The technology of the American authorities is not new. In 2013, a federal regulatory initiative called "Operation Choke Point" targeted various "high-risk" sectors and intensified the oversight of financial institutions that provide services to these businesses.

Implications for crypto businesses.

The consequences for the crypto industry could range from reducing retail holders’ ability to exchange coins for the dollar in addition to crypto exchanges closing operations in the U.S. market and a lack of access to financial innovation, said Carter. He believes that the movement would drive the cryptography industry back to previous days:

"This is a return to the "bad old days" of 2014-16, when it was extremely difficult to access funds on the stock exchange. There's nothing good about it."

Kaplan believes that the “crypto financial services ecosystem is evolving to come in line with established regulatory frameworks,” meaning that companies in the space will need to “embrace regulation or perish.”

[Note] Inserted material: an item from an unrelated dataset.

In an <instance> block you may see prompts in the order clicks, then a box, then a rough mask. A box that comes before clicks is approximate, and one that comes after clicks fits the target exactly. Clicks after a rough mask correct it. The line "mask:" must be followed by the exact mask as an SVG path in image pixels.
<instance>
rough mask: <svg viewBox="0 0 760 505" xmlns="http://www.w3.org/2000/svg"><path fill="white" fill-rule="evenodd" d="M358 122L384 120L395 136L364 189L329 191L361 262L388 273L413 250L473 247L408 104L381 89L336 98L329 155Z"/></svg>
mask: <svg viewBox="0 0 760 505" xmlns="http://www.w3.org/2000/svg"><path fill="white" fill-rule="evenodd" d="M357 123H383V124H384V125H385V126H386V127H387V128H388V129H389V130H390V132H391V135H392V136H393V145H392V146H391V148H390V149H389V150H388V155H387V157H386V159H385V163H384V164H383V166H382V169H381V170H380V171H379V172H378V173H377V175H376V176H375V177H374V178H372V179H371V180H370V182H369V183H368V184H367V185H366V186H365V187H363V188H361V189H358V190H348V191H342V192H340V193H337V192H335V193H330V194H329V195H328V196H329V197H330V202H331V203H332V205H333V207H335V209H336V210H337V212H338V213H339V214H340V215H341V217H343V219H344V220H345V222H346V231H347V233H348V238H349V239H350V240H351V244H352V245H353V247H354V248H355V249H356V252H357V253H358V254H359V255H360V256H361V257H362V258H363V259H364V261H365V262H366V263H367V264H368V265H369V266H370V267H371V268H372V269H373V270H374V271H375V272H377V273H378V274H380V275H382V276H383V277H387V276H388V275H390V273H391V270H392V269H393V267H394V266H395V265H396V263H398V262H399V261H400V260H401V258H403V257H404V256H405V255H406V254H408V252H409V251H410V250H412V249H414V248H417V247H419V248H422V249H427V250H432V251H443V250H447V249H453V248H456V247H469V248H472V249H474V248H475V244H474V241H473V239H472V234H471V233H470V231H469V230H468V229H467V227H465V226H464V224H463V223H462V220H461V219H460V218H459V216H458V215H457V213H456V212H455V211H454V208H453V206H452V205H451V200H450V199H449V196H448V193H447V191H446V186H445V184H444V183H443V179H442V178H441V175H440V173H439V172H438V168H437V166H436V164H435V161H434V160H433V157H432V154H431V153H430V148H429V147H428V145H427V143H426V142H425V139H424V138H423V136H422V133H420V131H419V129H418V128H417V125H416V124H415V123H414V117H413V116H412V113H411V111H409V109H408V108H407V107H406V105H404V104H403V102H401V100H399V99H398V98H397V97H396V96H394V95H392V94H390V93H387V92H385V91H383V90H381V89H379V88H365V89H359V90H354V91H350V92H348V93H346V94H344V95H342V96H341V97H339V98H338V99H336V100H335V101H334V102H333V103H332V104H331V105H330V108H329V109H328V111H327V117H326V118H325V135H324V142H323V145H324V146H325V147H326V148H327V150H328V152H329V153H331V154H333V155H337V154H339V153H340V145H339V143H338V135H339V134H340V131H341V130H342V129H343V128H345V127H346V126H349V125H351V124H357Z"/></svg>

On the other hand, Carter anticipates that the initiatives will be counterproductive for industry and retail investors, enabling "ghost banks" and further delaying its development in the country. "They seem to think they can cut off access for crypto users to the next FTX by harassing banks. This is not true, because there are already chains of blocks and stablekins. These people are naive. The real goal is to curb the growth of cryptography by all means available to them."

Cointelegraph's request for comment was not immediately answered by the Federal Reserve and the Office of the Comptroller of the Currency.